Ordered that the order is affirmed insofar as appealed from, without costs or disbursements.
Generally, "[v]isitation should be decided after a full evidentiary hearing to determine the best interests of the child[ren]" (Matter of Rivera v Administration for Children's Servs., 13 AD3d 636, 637 [2004]; see Matter of Johnson v Alaji, 74 AD3d 1202 [2010]). However, it is not necessary to conduct such a hearing when the court already possesses sufficient relevant information to render an informed determination in the child's best interest (see Matter of Weinschneider v Weinschneider, 73 AD3d 1194 [2010]).

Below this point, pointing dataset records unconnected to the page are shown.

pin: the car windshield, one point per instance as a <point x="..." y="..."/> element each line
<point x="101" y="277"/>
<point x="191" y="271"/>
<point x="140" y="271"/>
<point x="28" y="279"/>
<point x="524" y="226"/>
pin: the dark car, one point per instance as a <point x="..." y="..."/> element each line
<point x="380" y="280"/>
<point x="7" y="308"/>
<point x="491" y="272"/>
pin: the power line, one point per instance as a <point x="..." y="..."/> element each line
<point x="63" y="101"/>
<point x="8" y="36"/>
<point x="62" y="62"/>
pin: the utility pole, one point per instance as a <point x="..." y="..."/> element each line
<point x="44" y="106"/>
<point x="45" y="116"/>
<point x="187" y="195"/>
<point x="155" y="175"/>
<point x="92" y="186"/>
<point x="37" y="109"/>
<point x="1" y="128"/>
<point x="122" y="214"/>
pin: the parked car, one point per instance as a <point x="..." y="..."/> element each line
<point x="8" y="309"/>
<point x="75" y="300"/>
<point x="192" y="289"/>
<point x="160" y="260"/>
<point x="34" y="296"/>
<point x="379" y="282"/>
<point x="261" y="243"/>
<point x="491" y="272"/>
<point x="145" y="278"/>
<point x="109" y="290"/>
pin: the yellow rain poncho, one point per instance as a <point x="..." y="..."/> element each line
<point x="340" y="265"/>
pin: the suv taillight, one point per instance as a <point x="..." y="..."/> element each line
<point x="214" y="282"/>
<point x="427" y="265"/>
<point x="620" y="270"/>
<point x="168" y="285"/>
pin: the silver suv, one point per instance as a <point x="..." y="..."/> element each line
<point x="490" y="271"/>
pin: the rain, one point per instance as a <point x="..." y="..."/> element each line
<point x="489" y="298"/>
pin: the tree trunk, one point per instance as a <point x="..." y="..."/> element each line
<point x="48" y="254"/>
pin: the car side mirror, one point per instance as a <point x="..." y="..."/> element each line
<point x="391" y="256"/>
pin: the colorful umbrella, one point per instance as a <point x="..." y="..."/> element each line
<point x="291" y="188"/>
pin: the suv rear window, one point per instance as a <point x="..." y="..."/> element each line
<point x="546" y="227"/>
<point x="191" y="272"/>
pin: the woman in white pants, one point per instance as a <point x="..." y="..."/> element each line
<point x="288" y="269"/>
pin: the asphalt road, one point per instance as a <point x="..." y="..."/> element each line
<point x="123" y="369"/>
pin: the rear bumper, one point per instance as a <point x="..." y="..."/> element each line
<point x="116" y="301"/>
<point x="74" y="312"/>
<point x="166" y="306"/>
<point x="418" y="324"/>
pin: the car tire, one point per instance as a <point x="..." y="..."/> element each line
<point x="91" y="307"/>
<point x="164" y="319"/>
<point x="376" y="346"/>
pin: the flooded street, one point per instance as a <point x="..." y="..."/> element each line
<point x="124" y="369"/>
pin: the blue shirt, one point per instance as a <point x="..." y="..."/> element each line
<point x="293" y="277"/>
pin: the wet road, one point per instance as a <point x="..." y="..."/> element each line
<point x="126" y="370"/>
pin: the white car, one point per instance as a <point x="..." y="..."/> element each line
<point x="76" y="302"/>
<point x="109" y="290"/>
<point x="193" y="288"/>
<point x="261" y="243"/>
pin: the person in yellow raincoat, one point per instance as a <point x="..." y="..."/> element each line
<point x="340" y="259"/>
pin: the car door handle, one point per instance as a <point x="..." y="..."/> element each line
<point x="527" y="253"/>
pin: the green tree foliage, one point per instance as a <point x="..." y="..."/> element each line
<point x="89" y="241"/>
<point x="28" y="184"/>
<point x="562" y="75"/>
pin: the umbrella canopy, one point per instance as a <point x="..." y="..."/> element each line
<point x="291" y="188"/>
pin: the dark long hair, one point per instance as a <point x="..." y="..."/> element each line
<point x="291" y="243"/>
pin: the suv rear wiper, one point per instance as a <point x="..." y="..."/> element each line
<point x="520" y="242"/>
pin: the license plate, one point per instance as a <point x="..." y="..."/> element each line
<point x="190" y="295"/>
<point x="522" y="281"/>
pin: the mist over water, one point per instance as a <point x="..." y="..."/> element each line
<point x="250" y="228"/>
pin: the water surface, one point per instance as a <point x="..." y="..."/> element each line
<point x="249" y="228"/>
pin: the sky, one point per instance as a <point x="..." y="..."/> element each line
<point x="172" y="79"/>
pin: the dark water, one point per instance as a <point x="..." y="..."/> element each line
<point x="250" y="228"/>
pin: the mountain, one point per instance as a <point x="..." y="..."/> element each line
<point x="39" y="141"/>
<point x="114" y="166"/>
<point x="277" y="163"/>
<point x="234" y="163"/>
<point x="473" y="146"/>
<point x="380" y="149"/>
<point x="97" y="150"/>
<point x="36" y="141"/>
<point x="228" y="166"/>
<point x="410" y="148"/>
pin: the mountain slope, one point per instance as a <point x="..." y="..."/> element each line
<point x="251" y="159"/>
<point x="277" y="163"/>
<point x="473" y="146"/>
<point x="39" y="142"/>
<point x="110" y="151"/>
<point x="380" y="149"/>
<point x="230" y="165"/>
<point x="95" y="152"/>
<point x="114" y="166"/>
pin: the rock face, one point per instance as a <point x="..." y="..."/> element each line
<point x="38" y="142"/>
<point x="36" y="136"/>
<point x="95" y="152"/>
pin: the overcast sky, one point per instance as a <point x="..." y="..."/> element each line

Here, the parties were divorced in 2003 by a judgment which incorporated, but did not merge, the terms of a stipulation providing that the father would have visitation with the subject children. In 2009, the father commenced an enforcement proceeding in the Family Court, alleging that the mother was interfering with his visitation. On the date scheduled for trial, the parties informed the Family Court that they had come to an agreement regarding, inter alia, the father's visitation. The agreement was read into the record and the parties waived their right to a hearing. The Family Court permitted the attorney for the children to elicit testimony from the mother and the father. The Family Court had already interviewed the children in camera, and had a forensic evaluation conducted of the parties and the children.
Under these circumstances, the Family Court had adequate information before it to determine that it was in the children's best interests to have visitation with the father as outlined in the parties' agreement (see Peluso v Kasun, 78 AD3d 950 [2010]; Matter of Perez v Sepulveda, 51 AD3d 673 [2008]; Matter of Johnson v Alaji, 74 AD3d at 1202; Matter of Hom v Zullo, 6 AD3d 536 [2004]). Accordingly, contrary to the contention of the attorney for the [*2]children, the Family Court did not err in failing to conduct an evidentiary hearing. Mastro, J.P., Fisher, Roman and Sgroi, JJ., concur.